Fast forward to last year when I met new friends and disconnected with a few old ones, started the sixth form and started dating my current boyfriend — I mention these things as they could be a contributor, but who knows? A month or so into our relationship, my pain began to get worse: I remember being sat on his balcony, him holding my hair, and being in so much pain that I felt like I needed to vomit. From there, I started to develop more and more symptoms.
Unlike a lot of other chronic pain sufferers that I've spoken to, I personally find any heat unbearable. A lot of people with chronic pain find cold weather causes their joints to stiffen and an increase in pain, but for me, the catalyst to my flare was the heat. It caused me migraines and extreme pain, that ruined my holiday and kept me in bed for most of the summer.
Once my pain began to spiral, it seemed that it didn't even need specific stimuli to set it off anymore (heavy lifting, exercise, food or heat), which made school very difficult. I barely ever made it through the whole week — it was usually about eight hours a week around that time. What made it more of a struggle was the lack of understanding and means to cope with my condition from my school: my teachers weren't giving me any slack on homework (which I wasn't even in school for when it was set), I was regularly asked why I was off school and they threatened to give me detention when I didn't bring my whole folder in (which was too heavy for me).
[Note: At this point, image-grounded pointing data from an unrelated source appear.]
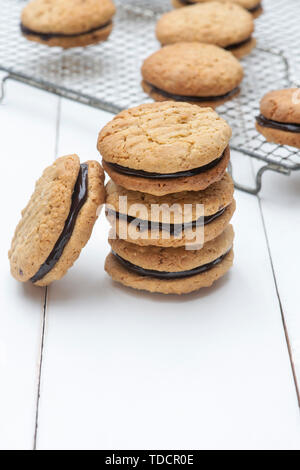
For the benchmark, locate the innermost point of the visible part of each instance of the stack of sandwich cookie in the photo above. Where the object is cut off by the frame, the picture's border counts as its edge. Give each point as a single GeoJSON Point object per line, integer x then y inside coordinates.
{"type": "Point", "coordinates": [165, 148]}
{"type": "Point", "coordinates": [253, 6]}
{"type": "Point", "coordinates": [160, 241]}
{"type": "Point", "coordinates": [167, 228]}
{"type": "Point", "coordinates": [279, 119]}
{"type": "Point", "coordinates": [170, 270]}
{"type": "Point", "coordinates": [201, 74]}
{"type": "Point", "coordinates": [67, 23]}
{"type": "Point", "coordinates": [226, 25]}
{"type": "Point", "coordinates": [58, 221]}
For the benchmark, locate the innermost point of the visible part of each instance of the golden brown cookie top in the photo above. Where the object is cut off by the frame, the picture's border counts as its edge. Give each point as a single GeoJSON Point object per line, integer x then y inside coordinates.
{"type": "Point", "coordinates": [222, 24]}
{"type": "Point", "coordinates": [214, 198]}
{"type": "Point", "coordinates": [248, 4]}
{"type": "Point", "coordinates": [193, 69]}
{"type": "Point", "coordinates": [165, 137]}
{"type": "Point", "coordinates": [66, 16]}
{"type": "Point", "coordinates": [173, 259]}
{"type": "Point", "coordinates": [282, 105]}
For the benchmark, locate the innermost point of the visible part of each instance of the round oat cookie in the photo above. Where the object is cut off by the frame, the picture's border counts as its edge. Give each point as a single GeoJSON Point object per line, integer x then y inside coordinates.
{"type": "Point", "coordinates": [253, 6]}
{"type": "Point", "coordinates": [157, 237]}
{"type": "Point", "coordinates": [163, 186]}
{"type": "Point", "coordinates": [44, 220]}
{"type": "Point", "coordinates": [179, 208]}
{"type": "Point", "coordinates": [192, 71]}
{"type": "Point", "coordinates": [282, 105]}
{"type": "Point", "coordinates": [224, 24]}
{"type": "Point", "coordinates": [164, 138]}
{"type": "Point", "coordinates": [214, 198]}
{"type": "Point", "coordinates": [67, 23]}
{"type": "Point", "coordinates": [279, 121]}
{"type": "Point", "coordinates": [171, 260]}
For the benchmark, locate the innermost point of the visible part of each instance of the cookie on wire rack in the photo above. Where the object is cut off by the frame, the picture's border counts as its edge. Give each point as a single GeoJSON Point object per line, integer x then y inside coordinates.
{"type": "Point", "coordinates": [253, 6]}
{"type": "Point", "coordinates": [279, 119]}
{"type": "Point", "coordinates": [223, 24]}
{"type": "Point", "coordinates": [196, 73]}
{"type": "Point", "coordinates": [67, 23]}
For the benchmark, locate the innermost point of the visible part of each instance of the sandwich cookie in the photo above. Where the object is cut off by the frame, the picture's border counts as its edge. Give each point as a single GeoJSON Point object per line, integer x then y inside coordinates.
{"type": "Point", "coordinates": [279, 119]}
{"type": "Point", "coordinates": [166, 147]}
{"type": "Point", "coordinates": [58, 221]}
{"type": "Point", "coordinates": [201, 74]}
{"type": "Point", "coordinates": [67, 23]}
{"type": "Point", "coordinates": [170, 270]}
{"type": "Point", "coordinates": [253, 6]}
{"type": "Point", "coordinates": [174, 220]}
{"type": "Point", "coordinates": [223, 24]}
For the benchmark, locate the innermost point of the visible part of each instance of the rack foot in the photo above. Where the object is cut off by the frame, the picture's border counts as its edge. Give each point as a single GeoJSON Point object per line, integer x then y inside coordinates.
{"type": "Point", "coordinates": [261, 171]}
{"type": "Point", "coordinates": [3, 87]}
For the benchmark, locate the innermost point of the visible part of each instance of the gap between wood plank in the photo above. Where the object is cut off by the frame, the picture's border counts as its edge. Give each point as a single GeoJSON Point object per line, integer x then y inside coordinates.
{"type": "Point", "coordinates": [44, 320]}
{"type": "Point", "coordinates": [40, 370]}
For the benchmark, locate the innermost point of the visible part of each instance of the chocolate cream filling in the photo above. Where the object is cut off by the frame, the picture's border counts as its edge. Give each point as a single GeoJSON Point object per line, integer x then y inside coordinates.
{"type": "Point", "coordinates": [164, 275]}
{"type": "Point", "coordinates": [145, 174]}
{"type": "Point", "coordinates": [281, 126]}
{"type": "Point", "coordinates": [196, 99]}
{"type": "Point", "coordinates": [251, 10]}
{"type": "Point", "coordinates": [48, 36]}
{"type": "Point", "coordinates": [79, 198]}
{"type": "Point", "coordinates": [173, 229]}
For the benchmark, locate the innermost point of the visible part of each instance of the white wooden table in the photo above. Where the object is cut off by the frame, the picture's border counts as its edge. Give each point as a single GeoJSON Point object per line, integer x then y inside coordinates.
{"type": "Point", "coordinates": [87, 364]}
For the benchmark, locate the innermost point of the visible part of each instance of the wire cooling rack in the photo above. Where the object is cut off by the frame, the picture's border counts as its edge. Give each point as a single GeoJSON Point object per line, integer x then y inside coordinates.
{"type": "Point", "coordinates": [107, 76]}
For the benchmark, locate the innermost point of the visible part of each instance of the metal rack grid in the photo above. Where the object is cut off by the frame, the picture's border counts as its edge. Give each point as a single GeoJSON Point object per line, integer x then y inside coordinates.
{"type": "Point", "coordinates": [107, 76]}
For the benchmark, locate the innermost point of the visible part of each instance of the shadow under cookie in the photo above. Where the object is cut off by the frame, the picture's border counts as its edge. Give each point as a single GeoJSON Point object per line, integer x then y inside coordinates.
{"type": "Point", "coordinates": [160, 185]}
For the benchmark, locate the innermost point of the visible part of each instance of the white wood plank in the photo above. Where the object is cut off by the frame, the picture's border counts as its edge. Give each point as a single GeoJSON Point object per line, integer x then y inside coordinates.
{"type": "Point", "coordinates": [280, 201]}
{"type": "Point", "coordinates": [127, 370]}
{"type": "Point", "coordinates": [27, 143]}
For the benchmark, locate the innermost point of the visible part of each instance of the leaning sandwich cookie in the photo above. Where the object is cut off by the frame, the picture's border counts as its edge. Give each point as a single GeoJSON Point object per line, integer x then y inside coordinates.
{"type": "Point", "coordinates": [58, 221]}
{"type": "Point", "coordinates": [279, 118]}
{"type": "Point", "coordinates": [165, 147]}
{"type": "Point", "coordinates": [253, 6]}
{"type": "Point", "coordinates": [201, 74]}
{"type": "Point", "coordinates": [67, 23]}
{"type": "Point", "coordinates": [170, 270]}
{"type": "Point", "coordinates": [174, 220]}
{"type": "Point", "coordinates": [223, 24]}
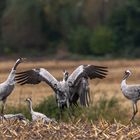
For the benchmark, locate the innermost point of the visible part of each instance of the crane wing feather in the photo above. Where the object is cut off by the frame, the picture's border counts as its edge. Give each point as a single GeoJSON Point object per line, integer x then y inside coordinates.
{"type": "Point", "coordinates": [88, 71]}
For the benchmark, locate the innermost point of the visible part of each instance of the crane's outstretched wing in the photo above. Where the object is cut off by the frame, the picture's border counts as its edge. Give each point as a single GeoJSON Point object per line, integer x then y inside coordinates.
{"type": "Point", "coordinates": [88, 71]}
{"type": "Point", "coordinates": [35, 76]}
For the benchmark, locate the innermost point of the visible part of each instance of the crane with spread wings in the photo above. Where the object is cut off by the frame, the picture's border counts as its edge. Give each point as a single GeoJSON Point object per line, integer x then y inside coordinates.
{"type": "Point", "coordinates": [74, 87]}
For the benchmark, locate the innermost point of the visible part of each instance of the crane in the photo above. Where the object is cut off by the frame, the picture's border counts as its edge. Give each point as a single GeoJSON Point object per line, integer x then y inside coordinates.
{"type": "Point", "coordinates": [37, 115]}
{"type": "Point", "coordinates": [131, 92]}
{"type": "Point", "coordinates": [69, 90]}
{"type": "Point", "coordinates": [7, 86]}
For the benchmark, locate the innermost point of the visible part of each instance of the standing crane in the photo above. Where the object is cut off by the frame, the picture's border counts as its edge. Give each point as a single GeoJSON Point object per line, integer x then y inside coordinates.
{"type": "Point", "coordinates": [7, 87]}
{"type": "Point", "coordinates": [67, 91]}
{"type": "Point", "coordinates": [131, 92]}
{"type": "Point", "coordinates": [37, 115]}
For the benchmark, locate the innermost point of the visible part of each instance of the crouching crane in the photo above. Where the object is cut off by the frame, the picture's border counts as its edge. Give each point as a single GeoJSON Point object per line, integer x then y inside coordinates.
{"type": "Point", "coordinates": [37, 115]}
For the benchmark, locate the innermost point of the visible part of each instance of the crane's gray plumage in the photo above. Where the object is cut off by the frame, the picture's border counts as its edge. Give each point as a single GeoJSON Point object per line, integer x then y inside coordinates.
{"type": "Point", "coordinates": [88, 71]}
{"type": "Point", "coordinates": [72, 87]}
{"type": "Point", "coordinates": [7, 87]}
{"type": "Point", "coordinates": [131, 92]}
{"type": "Point", "coordinates": [18, 116]}
{"type": "Point", "coordinates": [37, 115]}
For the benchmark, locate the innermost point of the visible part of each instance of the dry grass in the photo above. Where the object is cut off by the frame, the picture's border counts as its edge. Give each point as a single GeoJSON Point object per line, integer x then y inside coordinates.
{"type": "Point", "coordinates": [109, 86]}
{"type": "Point", "coordinates": [99, 130]}
{"type": "Point", "coordinates": [73, 131]}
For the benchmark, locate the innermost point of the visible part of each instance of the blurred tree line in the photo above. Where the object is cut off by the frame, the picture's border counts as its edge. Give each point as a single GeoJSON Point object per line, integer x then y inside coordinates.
{"type": "Point", "coordinates": [108, 28]}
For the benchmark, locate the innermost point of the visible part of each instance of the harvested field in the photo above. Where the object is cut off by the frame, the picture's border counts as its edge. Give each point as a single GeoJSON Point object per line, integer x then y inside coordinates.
{"type": "Point", "coordinates": [102, 129]}
{"type": "Point", "coordinates": [72, 131]}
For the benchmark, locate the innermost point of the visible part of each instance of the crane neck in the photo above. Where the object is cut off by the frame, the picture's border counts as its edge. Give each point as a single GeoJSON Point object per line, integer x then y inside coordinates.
{"type": "Point", "coordinates": [16, 64]}
{"type": "Point", "coordinates": [11, 77]}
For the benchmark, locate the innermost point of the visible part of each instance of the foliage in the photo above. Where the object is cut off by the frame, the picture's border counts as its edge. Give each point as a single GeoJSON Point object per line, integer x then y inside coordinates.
{"type": "Point", "coordinates": [125, 24]}
{"type": "Point", "coordinates": [79, 40]}
{"type": "Point", "coordinates": [102, 41]}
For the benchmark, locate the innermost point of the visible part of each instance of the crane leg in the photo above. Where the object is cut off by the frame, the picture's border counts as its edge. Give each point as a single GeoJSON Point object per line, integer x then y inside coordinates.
{"type": "Point", "coordinates": [2, 110]}
{"type": "Point", "coordinates": [135, 110]}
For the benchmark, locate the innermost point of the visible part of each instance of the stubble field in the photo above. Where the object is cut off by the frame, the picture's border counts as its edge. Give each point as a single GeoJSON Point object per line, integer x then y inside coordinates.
{"type": "Point", "coordinates": [108, 87]}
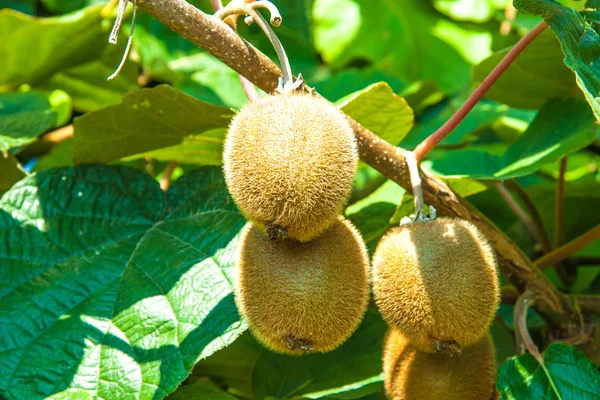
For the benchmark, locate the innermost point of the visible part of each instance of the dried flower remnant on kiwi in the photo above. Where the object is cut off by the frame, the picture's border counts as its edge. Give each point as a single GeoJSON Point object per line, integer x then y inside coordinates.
{"type": "Point", "coordinates": [410, 374]}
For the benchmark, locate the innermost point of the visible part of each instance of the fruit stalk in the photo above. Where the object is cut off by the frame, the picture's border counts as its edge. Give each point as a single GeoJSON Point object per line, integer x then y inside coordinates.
{"type": "Point", "coordinates": [428, 144]}
{"type": "Point", "coordinates": [216, 37]}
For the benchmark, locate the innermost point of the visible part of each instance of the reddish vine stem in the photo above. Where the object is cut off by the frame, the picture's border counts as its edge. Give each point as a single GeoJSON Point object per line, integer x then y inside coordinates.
{"type": "Point", "coordinates": [221, 41]}
{"type": "Point", "coordinates": [568, 249]}
{"type": "Point", "coordinates": [560, 196]}
{"type": "Point", "coordinates": [428, 144]}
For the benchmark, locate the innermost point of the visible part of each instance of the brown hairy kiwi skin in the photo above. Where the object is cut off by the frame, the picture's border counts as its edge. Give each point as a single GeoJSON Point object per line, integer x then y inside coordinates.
{"type": "Point", "coordinates": [410, 374]}
{"type": "Point", "coordinates": [437, 282]}
{"type": "Point", "coordinates": [289, 163]}
{"type": "Point", "coordinates": [303, 297]}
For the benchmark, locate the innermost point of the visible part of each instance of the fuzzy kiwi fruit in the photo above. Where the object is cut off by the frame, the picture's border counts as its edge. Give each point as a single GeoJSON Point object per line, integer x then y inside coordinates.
{"type": "Point", "coordinates": [437, 282]}
{"type": "Point", "coordinates": [303, 297]}
{"type": "Point", "coordinates": [410, 374]}
{"type": "Point", "coordinates": [289, 163]}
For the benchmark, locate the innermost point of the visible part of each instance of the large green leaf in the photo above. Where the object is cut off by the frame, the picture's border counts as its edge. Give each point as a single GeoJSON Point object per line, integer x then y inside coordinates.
{"type": "Point", "coordinates": [482, 115]}
{"type": "Point", "coordinates": [470, 10]}
{"type": "Point", "coordinates": [23, 116]}
{"type": "Point", "coordinates": [536, 76]}
{"type": "Point", "coordinates": [112, 286]}
{"type": "Point", "coordinates": [210, 80]}
{"type": "Point", "coordinates": [56, 43]}
{"type": "Point", "coordinates": [403, 38]}
{"type": "Point", "coordinates": [574, 376]}
{"type": "Point", "coordinates": [560, 128]}
{"type": "Point", "coordinates": [148, 119]}
{"type": "Point", "coordinates": [200, 389]}
{"type": "Point", "coordinates": [382, 111]}
{"type": "Point", "coordinates": [580, 43]}
{"type": "Point", "coordinates": [355, 364]}
{"type": "Point", "coordinates": [10, 172]}
{"type": "Point", "coordinates": [87, 84]}
{"type": "Point", "coordinates": [335, 86]}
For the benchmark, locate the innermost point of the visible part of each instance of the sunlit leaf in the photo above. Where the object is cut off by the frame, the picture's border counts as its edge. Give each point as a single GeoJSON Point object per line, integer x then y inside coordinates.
{"type": "Point", "coordinates": [112, 286]}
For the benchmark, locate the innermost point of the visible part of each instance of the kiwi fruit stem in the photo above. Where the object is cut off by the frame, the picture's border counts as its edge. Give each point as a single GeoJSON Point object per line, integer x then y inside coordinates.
{"type": "Point", "coordinates": [237, 7]}
{"type": "Point", "coordinates": [415, 180]}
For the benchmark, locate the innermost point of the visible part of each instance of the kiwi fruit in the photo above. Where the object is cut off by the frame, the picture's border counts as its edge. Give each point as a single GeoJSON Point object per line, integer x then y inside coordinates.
{"type": "Point", "coordinates": [437, 282]}
{"type": "Point", "coordinates": [303, 297]}
{"type": "Point", "coordinates": [289, 163]}
{"type": "Point", "coordinates": [410, 374]}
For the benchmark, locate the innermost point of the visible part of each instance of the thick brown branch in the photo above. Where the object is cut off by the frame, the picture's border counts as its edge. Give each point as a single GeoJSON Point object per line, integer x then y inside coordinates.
{"type": "Point", "coordinates": [220, 40]}
{"type": "Point", "coordinates": [569, 249]}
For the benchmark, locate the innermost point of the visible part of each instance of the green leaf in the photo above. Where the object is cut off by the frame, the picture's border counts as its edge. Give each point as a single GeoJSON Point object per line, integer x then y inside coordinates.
{"type": "Point", "coordinates": [483, 114]}
{"type": "Point", "coordinates": [66, 6]}
{"type": "Point", "coordinates": [536, 76]}
{"type": "Point", "coordinates": [380, 110]}
{"type": "Point", "coordinates": [394, 40]}
{"type": "Point", "coordinates": [148, 119]}
{"type": "Point", "coordinates": [57, 43]}
{"type": "Point", "coordinates": [204, 149]}
{"type": "Point", "coordinates": [574, 376]}
{"type": "Point", "coordinates": [470, 10]}
{"type": "Point", "coordinates": [208, 79]}
{"type": "Point", "coordinates": [24, 6]}
{"type": "Point", "coordinates": [560, 128]}
{"type": "Point", "coordinates": [110, 285]}
{"type": "Point", "coordinates": [355, 364]}
{"type": "Point", "coordinates": [373, 221]}
{"type": "Point", "coordinates": [87, 84]}
{"type": "Point", "coordinates": [60, 155]}
{"type": "Point", "coordinates": [580, 43]}
{"type": "Point", "coordinates": [23, 116]}
{"type": "Point", "coordinates": [200, 389]}
{"type": "Point", "coordinates": [10, 172]}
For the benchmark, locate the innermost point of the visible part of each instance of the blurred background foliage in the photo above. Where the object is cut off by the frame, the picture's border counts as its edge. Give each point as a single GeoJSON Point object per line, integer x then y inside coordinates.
{"type": "Point", "coordinates": [401, 68]}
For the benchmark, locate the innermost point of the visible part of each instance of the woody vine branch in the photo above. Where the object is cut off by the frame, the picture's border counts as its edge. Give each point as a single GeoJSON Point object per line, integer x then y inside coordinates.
{"type": "Point", "coordinates": [216, 37]}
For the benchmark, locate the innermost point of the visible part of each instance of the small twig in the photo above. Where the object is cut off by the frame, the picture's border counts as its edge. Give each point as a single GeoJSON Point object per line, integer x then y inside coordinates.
{"type": "Point", "coordinates": [114, 34]}
{"type": "Point", "coordinates": [108, 8]}
{"type": "Point", "coordinates": [128, 48]}
{"type": "Point", "coordinates": [538, 223]}
{"type": "Point", "coordinates": [559, 208]}
{"type": "Point", "coordinates": [240, 7]}
{"type": "Point", "coordinates": [286, 69]}
{"type": "Point", "coordinates": [568, 249]}
{"type": "Point", "coordinates": [524, 341]}
{"type": "Point", "coordinates": [415, 179]}
{"type": "Point", "coordinates": [510, 14]}
{"type": "Point", "coordinates": [249, 89]}
{"type": "Point", "coordinates": [165, 180]}
{"type": "Point", "coordinates": [428, 144]}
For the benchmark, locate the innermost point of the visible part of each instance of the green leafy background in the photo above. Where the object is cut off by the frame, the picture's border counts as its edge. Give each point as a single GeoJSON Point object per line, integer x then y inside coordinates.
{"type": "Point", "coordinates": [112, 288]}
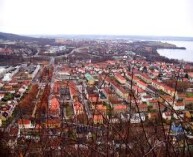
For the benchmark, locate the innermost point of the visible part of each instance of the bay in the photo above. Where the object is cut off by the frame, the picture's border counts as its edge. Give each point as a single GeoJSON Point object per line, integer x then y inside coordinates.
{"type": "Point", "coordinates": [185, 55]}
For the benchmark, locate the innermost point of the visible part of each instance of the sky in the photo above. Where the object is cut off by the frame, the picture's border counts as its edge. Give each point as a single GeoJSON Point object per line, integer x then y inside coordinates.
{"type": "Point", "coordinates": [103, 17]}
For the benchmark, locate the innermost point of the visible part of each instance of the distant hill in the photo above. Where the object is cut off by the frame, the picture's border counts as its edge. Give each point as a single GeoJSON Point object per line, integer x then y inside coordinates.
{"type": "Point", "coordinates": [14, 37]}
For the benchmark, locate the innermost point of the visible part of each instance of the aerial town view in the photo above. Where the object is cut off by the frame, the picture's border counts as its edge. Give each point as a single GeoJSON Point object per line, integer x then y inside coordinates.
{"type": "Point", "coordinates": [93, 95]}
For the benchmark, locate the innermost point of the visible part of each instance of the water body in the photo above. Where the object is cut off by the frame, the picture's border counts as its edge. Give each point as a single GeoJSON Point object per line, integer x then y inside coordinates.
{"type": "Point", "coordinates": [186, 55]}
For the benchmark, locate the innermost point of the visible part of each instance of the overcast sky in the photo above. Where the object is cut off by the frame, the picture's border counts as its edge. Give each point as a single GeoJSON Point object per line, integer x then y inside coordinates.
{"type": "Point", "coordinates": [116, 17]}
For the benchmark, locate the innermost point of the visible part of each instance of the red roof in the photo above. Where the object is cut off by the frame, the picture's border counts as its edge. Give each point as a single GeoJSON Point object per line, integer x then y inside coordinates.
{"type": "Point", "coordinates": [24, 121]}
{"type": "Point", "coordinates": [54, 104]}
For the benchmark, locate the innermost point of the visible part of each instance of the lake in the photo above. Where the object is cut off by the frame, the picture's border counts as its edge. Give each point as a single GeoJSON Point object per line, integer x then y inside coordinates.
{"type": "Point", "coordinates": [186, 55]}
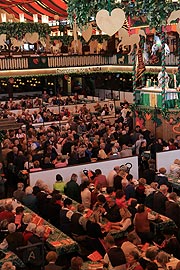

Time after time we had to remind the school and teachers that my condition has its restrictions — that I'm doing my best.
After a mixture of medications and more stability in my life, I slowly began to improve. I went through all the stages of grief. Every time summer rolls around, I still fear I'll get bad again, but I'm trying to move on. My brain is not the same as it was before my health got bad and brain fog has left everything I've tried to learn during this flare as soggy remains. I feel far more dazed than I used to be, making it harder to focus. Interestingly, it makes me more philosophical, which is fun (or weird, if you ask my boyfriend).
Soon I'll be finished with school, probably with lower grades than I would have had and liked, and I'll hopefully be able to manage my pain and stress more efficiently. I'm afraid the change will cause another flare. I'm afraid of the hot weather coming back again, which usually would make me excited. But I got through it once and I believe I can do it again. As said by C.S. Lewis, "You can't go back and change the beginning but you can start where you are and change the ending."
In the worst times, I didn't think I could get through my life in that amount of pain, but I have, I can and I will. I believe I can get by with a little help from my friends (and myself, some medication and some therapy, of course).